Casual dining chain, Red Lobster Hospitality, LLC has filed for Chapter 11 bankruptcy in an attempt to remain operational. Lenders have apparently committed $100 million in debtor-in-possession financing to keep the company afloat. The restaurant endured a number of reverses in the past two decades as a result of mismanagement through successive changes in ownership.
Red Lobster was established by entrepreneurs Bill Darden and Charley Woodsby in 1968 and was acquired in 1970 by General Mills. In 1995 Red Lobster along with Olive Garden and three other chains were spun off as Darden Restaurants, Inc. Following shareholder pressure, underperforming Red Lobster was divested by Darden Restaurants and was acquired by Golden Gate Capital for $2.1 billion in 2014. In 2016, Thai Union, a cooperative seafood harvester and processor, acquired a 25 percent stake and in 2020 became the sole owner.
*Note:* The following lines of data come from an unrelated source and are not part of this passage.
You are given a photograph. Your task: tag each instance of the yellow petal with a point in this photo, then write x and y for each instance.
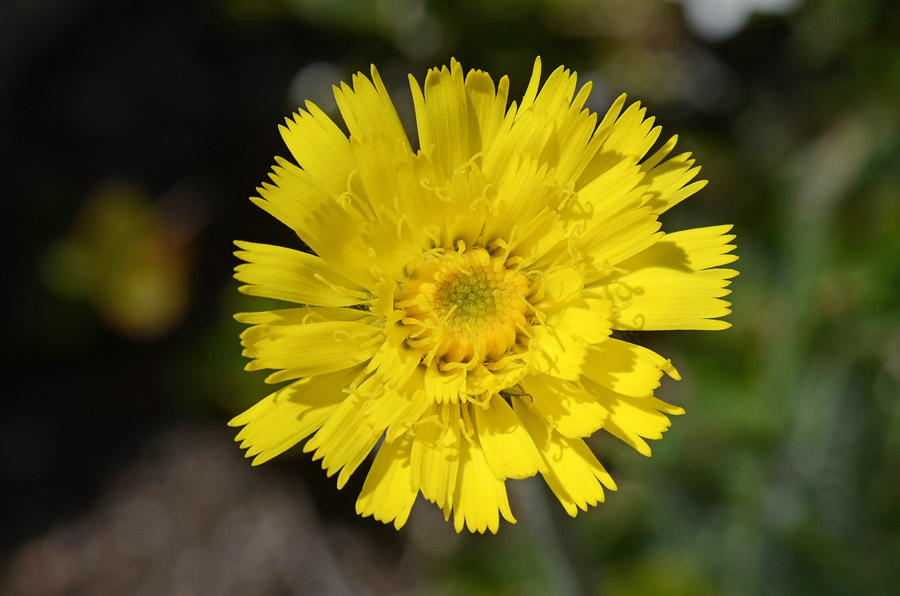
(633, 419)
(479, 498)
(344, 440)
(442, 116)
(573, 472)
(395, 399)
(507, 446)
(367, 109)
(388, 494)
(285, 274)
(668, 286)
(627, 140)
(435, 453)
(556, 352)
(289, 415)
(564, 405)
(626, 368)
(486, 108)
(311, 348)
(319, 147)
(668, 182)
(331, 230)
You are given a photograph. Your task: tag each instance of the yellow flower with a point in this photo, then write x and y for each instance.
(456, 312)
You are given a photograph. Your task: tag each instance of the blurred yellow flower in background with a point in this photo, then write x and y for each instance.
(456, 312)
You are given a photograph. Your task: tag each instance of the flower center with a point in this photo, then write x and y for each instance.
(464, 306)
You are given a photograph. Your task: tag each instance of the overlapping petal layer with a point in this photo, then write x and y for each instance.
(457, 315)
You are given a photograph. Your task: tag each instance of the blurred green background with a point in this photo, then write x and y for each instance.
(131, 134)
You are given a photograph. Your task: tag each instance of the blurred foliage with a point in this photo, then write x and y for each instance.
(782, 478)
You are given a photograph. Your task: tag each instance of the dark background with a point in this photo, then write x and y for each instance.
(131, 134)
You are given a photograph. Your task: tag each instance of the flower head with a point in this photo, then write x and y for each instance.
(456, 312)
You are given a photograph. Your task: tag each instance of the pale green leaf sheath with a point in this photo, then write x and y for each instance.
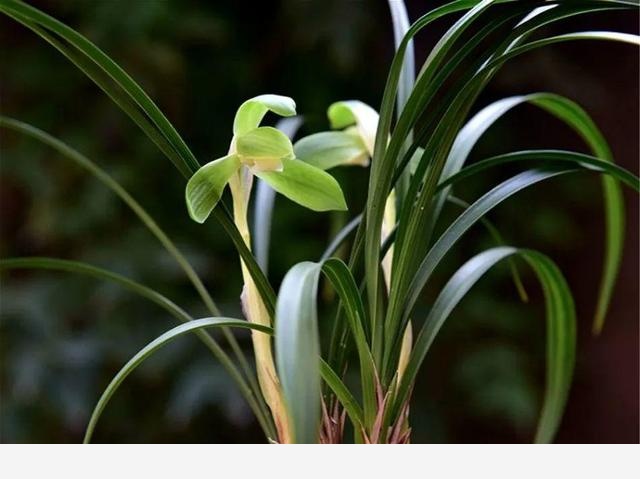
(205, 187)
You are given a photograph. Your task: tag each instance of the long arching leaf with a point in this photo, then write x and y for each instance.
(176, 311)
(561, 329)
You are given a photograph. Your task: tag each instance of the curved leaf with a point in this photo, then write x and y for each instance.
(253, 397)
(576, 118)
(151, 348)
(561, 329)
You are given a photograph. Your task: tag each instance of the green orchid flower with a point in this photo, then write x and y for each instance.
(267, 153)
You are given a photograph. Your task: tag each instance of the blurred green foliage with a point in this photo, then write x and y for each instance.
(63, 337)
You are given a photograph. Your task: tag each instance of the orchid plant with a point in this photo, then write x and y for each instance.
(298, 388)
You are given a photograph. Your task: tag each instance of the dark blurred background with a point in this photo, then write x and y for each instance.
(63, 337)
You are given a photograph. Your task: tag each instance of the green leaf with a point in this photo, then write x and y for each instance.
(264, 200)
(354, 112)
(401, 23)
(109, 76)
(561, 329)
(343, 282)
(298, 349)
(252, 111)
(264, 148)
(77, 267)
(306, 185)
(328, 149)
(205, 187)
(576, 118)
(151, 348)
(348, 401)
(130, 97)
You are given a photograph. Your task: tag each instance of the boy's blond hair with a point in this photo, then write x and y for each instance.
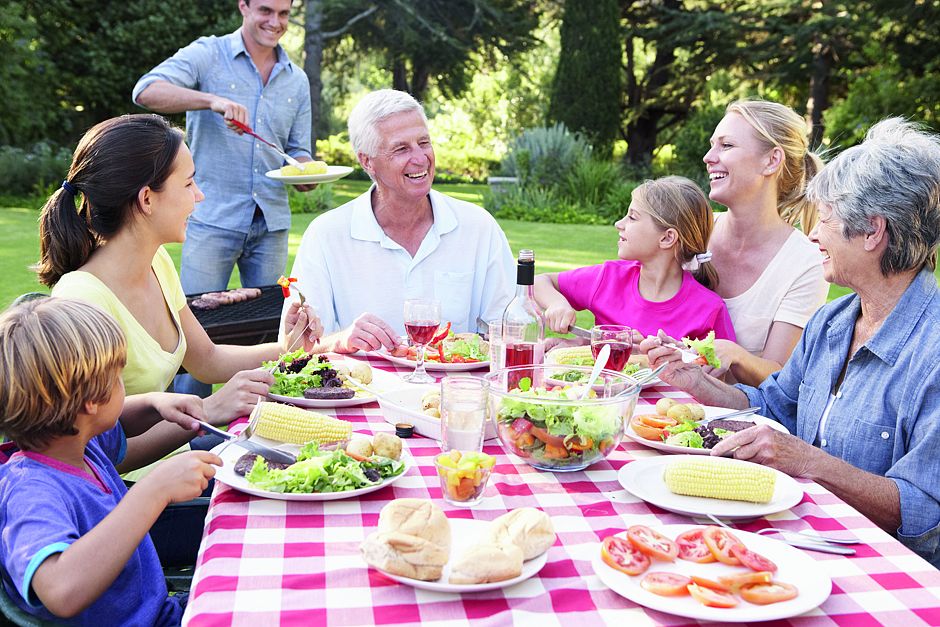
(56, 354)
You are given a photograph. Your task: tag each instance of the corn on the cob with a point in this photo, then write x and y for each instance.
(299, 426)
(721, 479)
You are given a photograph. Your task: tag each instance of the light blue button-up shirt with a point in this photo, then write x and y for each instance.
(885, 418)
(230, 168)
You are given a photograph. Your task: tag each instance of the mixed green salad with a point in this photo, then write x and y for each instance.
(323, 471)
(558, 435)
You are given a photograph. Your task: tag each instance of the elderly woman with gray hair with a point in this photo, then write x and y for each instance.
(861, 391)
(359, 262)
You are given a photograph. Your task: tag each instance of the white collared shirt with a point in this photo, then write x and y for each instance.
(346, 266)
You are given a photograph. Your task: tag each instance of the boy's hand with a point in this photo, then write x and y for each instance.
(181, 477)
(181, 409)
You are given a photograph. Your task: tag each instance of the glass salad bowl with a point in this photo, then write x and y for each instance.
(545, 422)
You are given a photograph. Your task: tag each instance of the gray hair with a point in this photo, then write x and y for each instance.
(372, 109)
(895, 174)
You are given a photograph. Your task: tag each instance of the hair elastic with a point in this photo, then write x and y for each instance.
(696, 262)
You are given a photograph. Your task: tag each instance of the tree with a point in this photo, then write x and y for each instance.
(586, 89)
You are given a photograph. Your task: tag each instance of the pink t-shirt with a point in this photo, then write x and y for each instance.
(611, 292)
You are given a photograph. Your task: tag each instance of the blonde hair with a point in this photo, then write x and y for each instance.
(56, 355)
(779, 126)
(675, 202)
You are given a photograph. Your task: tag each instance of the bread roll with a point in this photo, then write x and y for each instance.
(484, 563)
(405, 555)
(528, 528)
(416, 517)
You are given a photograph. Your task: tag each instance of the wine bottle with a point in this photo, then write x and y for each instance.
(523, 328)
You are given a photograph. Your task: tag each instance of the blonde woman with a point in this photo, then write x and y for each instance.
(772, 280)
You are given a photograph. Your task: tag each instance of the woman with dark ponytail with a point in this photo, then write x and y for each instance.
(129, 191)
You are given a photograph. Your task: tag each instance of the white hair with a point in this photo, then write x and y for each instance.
(894, 173)
(372, 109)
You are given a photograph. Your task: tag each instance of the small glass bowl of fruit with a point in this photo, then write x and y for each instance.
(463, 476)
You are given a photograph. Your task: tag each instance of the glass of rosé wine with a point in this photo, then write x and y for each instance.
(422, 318)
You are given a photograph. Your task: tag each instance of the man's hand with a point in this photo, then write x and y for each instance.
(769, 447)
(230, 110)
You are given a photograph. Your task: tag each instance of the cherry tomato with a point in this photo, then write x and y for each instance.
(745, 579)
(645, 431)
(704, 582)
(692, 547)
(752, 560)
(666, 584)
(620, 554)
(720, 543)
(712, 598)
(766, 593)
(653, 543)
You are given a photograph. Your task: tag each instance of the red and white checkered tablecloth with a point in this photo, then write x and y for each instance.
(270, 562)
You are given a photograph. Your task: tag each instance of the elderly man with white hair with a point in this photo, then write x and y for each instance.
(358, 263)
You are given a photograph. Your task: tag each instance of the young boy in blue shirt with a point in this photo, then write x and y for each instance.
(74, 540)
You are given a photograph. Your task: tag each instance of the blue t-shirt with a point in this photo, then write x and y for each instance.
(46, 505)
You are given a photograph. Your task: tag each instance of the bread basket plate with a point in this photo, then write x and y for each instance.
(333, 173)
(643, 478)
(465, 533)
(710, 412)
(794, 567)
(404, 405)
(381, 382)
(431, 365)
(230, 454)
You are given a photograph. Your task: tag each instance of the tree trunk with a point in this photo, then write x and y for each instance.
(313, 61)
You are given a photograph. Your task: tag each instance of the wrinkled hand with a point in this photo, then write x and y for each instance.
(238, 397)
(301, 321)
(560, 316)
(181, 477)
(230, 110)
(368, 333)
(660, 350)
(769, 447)
(181, 409)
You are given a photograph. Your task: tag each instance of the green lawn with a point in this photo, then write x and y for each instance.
(557, 247)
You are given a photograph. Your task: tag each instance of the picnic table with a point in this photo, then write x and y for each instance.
(272, 562)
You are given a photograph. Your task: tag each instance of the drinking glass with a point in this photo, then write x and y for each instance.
(620, 339)
(422, 317)
(463, 413)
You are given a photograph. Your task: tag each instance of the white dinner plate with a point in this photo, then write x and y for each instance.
(794, 567)
(464, 534)
(686, 450)
(643, 478)
(404, 405)
(230, 454)
(431, 365)
(381, 382)
(333, 173)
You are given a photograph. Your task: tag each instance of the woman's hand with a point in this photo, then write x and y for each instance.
(769, 447)
(302, 328)
(560, 316)
(238, 397)
(181, 409)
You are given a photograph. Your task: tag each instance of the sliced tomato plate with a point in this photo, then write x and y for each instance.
(794, 567)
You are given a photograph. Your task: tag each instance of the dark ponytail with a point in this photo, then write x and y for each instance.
(113, 161)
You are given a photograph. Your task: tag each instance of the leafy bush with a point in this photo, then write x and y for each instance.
(316, 201)
(33, 171)
(543, 156)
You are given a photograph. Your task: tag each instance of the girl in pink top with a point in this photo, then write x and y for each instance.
(662, 279)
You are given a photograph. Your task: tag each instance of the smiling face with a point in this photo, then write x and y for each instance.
(403, 165)
(177, 198)
(264, 22)
(737, 162)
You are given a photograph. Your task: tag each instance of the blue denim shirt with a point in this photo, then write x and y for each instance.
(230, 167)
(885, 418)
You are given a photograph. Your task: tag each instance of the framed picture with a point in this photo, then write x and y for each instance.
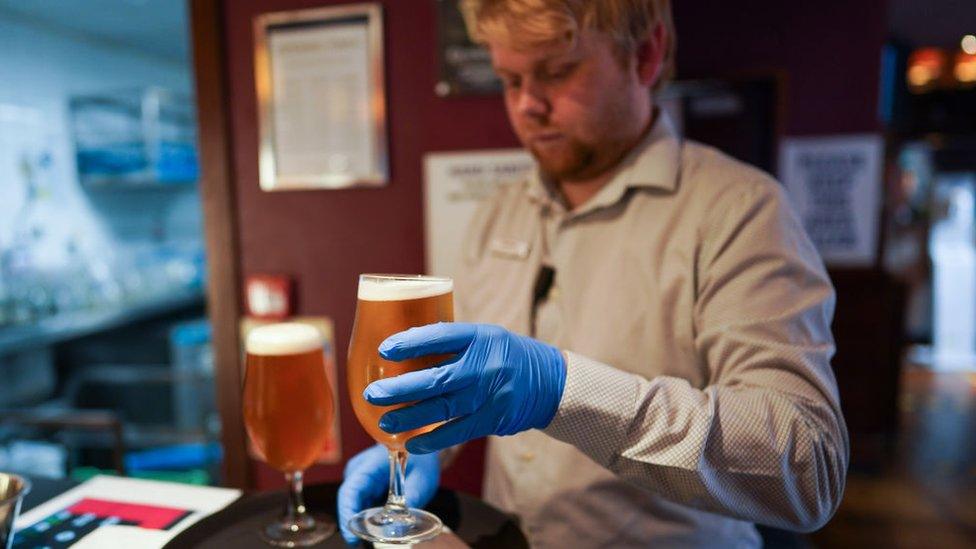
(321, 99)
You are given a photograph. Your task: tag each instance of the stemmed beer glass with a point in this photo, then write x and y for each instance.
(388, 304)
(288, 413)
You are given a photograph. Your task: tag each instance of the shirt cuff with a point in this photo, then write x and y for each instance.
(596, 409)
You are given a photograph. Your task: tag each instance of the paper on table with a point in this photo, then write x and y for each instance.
(123, 536)
(197, 501)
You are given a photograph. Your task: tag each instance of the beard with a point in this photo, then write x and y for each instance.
(571, 160)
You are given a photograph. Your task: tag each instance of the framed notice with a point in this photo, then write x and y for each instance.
(321, 101)
(835, 186)
(455, 184)
(465, 67)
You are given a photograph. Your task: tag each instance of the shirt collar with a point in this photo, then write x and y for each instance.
(653, 163)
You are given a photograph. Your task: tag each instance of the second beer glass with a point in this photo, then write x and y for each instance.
(388, 304)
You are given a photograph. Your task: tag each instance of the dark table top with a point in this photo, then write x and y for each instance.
(472, 522)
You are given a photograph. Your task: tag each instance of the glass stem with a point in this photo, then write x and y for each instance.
(396, 501)
(295, 512)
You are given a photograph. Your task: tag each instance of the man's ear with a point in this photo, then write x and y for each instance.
(650, 55)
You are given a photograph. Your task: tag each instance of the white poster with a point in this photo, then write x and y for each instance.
(454, 186)
(835, 186)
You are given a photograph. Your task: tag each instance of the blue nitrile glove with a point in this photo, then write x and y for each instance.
(499, 383)
(366, 482)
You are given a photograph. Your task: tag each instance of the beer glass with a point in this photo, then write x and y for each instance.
(288, 412)
(388, 304)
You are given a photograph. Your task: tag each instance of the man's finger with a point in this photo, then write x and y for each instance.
(432, 410)
(432, 339)
(453, 432)
(419, 385)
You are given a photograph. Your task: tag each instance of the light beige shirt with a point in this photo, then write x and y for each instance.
(695, 315)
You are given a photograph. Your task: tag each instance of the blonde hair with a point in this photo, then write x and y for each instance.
(523, 24)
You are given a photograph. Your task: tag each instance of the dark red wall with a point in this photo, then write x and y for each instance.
(327, 238)
(827, 50)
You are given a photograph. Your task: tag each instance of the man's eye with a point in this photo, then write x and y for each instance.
(559, 72)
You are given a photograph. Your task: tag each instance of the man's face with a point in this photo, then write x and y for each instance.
(575, 108)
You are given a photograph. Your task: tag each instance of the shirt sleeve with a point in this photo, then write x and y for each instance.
(764, 440)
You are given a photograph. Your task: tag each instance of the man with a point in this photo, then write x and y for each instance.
(671, 385)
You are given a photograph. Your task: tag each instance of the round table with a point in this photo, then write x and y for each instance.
(472, 522)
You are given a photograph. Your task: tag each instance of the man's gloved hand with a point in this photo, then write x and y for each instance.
(499, 383)
(366, 482)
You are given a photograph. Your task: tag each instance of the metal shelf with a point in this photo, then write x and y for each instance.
(67, 326)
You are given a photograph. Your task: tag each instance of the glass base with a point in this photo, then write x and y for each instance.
(301, 533)
(399, 527)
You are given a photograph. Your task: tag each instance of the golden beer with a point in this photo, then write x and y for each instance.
(288, 408)
(388, 304)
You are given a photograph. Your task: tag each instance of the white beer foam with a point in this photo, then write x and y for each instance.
(287, 338)
(399, 289)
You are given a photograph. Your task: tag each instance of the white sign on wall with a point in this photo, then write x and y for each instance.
(834, 183)
(454, 185)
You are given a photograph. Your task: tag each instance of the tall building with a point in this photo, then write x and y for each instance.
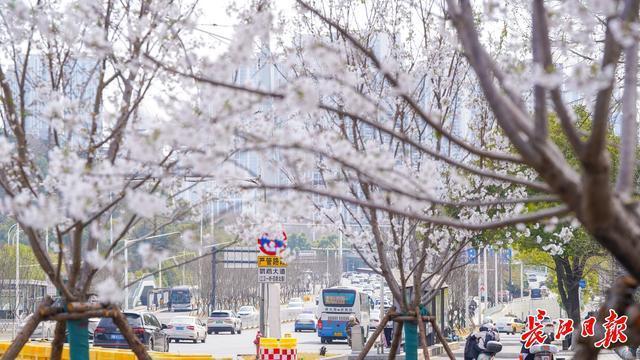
(76, 81)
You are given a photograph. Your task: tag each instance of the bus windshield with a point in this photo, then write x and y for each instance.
(180, 296)
(338, 297)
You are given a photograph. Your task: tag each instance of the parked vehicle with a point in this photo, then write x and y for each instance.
(335, 306)
(182, 298)
(186, 328)
(145, 325)
(223, 321)
(490, 351)
(536, 293)
(247, 312)
(295, 303)
(544, 351)
(509, 324)
(305, 321)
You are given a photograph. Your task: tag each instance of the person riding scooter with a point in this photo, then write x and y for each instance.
(353, 321)
(477, 342)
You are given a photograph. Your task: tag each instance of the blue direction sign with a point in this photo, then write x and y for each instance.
(582, 283)
(506, 255)
(471, 256)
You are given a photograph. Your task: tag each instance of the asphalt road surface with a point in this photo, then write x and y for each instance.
(225, 344)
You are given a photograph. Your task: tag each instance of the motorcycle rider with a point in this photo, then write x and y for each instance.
(353, 321)
(476, 342)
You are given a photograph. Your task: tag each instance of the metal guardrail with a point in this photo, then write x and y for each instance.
(286, 315)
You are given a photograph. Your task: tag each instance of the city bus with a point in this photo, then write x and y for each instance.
(335, 305)
(182, 298)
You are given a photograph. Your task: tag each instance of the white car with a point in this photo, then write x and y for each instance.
(224, 320)
(509, 324)
(295, 303)
(186, 328)
(247, 312)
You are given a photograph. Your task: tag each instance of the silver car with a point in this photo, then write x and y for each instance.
(224, 321)
(186, 328)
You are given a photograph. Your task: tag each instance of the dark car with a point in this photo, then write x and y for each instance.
(145, 325)
(536, 294)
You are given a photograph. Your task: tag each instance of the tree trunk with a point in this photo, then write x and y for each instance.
(568, 287)
(23, 336)
(58, 340)
(134, 343)
(395, 343)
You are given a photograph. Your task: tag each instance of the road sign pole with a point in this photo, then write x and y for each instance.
(263, 329)
(466, 293)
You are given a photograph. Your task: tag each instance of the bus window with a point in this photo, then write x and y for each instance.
(338, 298)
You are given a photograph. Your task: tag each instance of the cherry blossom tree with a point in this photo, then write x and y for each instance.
(520, 95)
(80, 159)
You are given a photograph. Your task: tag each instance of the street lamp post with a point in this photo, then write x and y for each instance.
(17, 274)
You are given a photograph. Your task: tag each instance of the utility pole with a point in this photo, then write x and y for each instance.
(521, 280)
(479, 307)
(495, 275)
(485, 280)
(126, 276)
(466, 293)
(510, 277)
(17, 281)
(214, 264)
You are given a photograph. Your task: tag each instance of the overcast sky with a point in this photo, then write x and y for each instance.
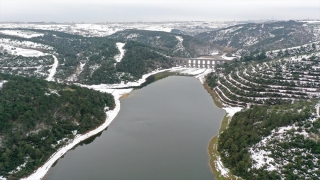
(151, 10)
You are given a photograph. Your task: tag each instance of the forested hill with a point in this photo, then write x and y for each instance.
(169, 43)
(261, 36)
(273, 142)
(37, 117)
(89, 60)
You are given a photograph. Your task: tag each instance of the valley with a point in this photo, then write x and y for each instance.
(61, 84)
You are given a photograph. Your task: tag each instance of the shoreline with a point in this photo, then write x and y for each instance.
(215, 163)
(41, 171)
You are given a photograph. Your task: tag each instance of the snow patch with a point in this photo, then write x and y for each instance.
(21, 33)
(2, 82)
(232, 110)
(22, 52)
(120, 46)
(53, 70)
(41, 171)
(219, 165)
(227, 58)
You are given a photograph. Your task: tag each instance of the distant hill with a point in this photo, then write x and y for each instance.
(262, 36)
(171, 44)
(88, 60)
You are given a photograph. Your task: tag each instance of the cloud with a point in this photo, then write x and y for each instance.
(123, 10)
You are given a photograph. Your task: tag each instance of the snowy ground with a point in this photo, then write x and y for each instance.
(227, 58)
(40, 172)
(24, 44)
(53, 70)
(232, 110)
(117, 93)
(22, 52)
(21, 33)
(120, 46)
(2, 82)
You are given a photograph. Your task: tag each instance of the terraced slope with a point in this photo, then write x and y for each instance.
(282, 80)
(276, 136)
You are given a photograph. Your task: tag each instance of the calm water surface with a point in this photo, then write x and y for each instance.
(161, 132)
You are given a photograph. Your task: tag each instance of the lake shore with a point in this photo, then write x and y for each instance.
(118, 94)
(220, 172)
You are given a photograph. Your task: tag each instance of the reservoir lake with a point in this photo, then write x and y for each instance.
(161, 132)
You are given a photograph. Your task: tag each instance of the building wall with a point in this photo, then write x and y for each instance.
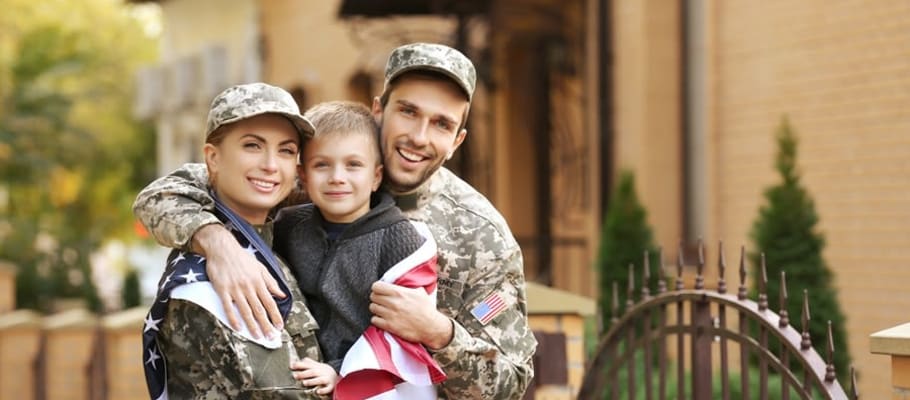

Due to mismanagement including an ill founded introduction of “all-the-shrimp-you-can-eat” as a permanent menu item. Other factors leading to loss in customer loyalty include extreme competition, neglect of maintenance, poor service and other deficiencies, resulting in progressive losses. Negative publicity also followed the ‘fake scallop’ and ‘lobster bisque’ revelations. At the time of filing for Chapter 11, the chain operated 650 locations worldwide but many of these restaurants will be closed in an attempt to restore profitability.